Max sighed. ‘Research? TV? Newspapers? Literature? You are not your characters.’ His voice took a tone of sober advice ‘If you back-off, your characters will write themselves. Please allow us to live our own lives.’

It was late in the evening, and I retired to bed, pondering on Max’s words. In the morning I returned to my word processor with resolution.

‘Where the Hell have you been?’ demanded Max. ‘It’s no picnic sleeping overnight on the floor of an airport terminal.’

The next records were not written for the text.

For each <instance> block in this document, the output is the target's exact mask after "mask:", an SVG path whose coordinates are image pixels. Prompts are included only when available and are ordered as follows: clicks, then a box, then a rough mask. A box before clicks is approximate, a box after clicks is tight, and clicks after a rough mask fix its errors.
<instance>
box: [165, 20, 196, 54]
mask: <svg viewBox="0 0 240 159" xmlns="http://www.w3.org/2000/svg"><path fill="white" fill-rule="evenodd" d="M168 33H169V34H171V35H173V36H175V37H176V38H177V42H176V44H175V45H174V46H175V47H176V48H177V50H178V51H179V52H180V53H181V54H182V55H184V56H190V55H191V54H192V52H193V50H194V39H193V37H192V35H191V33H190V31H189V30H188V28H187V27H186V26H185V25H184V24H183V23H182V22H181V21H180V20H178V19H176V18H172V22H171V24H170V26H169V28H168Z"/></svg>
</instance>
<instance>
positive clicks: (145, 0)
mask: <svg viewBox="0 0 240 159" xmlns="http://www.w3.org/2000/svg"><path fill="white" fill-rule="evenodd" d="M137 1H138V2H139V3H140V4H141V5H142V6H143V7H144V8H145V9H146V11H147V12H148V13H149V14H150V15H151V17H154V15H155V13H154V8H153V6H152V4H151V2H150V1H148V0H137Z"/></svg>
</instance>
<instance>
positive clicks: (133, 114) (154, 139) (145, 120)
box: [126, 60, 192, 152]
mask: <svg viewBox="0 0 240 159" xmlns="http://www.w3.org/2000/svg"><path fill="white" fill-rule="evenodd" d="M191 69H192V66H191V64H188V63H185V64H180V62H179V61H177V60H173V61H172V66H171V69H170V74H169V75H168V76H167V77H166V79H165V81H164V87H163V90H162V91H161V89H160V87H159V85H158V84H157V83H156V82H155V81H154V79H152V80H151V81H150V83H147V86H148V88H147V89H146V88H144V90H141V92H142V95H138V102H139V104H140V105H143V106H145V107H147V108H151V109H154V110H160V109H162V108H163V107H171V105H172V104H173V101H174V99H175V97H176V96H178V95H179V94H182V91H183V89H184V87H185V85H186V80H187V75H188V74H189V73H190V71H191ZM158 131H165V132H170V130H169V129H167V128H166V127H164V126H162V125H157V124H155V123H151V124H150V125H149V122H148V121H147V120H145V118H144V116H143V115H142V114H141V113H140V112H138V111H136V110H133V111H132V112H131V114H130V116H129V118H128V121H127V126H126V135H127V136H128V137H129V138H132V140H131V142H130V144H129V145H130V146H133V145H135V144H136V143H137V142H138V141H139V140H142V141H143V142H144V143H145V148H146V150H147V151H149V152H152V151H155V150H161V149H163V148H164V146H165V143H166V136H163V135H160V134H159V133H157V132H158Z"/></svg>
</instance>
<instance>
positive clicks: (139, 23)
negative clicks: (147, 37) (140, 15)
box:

I didn’t reply. I simply typed the next two words of the story on the page:

Then Max…

He looked upwards and our eyes met, both recognising the significance of the decision that was to be made.

Then Max released the catches of his suitcase to reveal the nuclear device. Not a large bomb, but adequate to kill everyone within a mile and to make London uninhabitable for fifty years.

Max’s finger moved towards the trigger. He glanced at me suspiciously.

Four simultaneous bursts of machinegun fire instantly ended Max’s deranged, psychopathic, homicidal plan.

The four security police stood by the body, looking in disbelief at the oversized shoes, large red noses and other clowns apparel that were suddenly being sported by each.

They threw their weapons to the ground in frustration and looked upwards. ‘What are you doing?’ they screamed.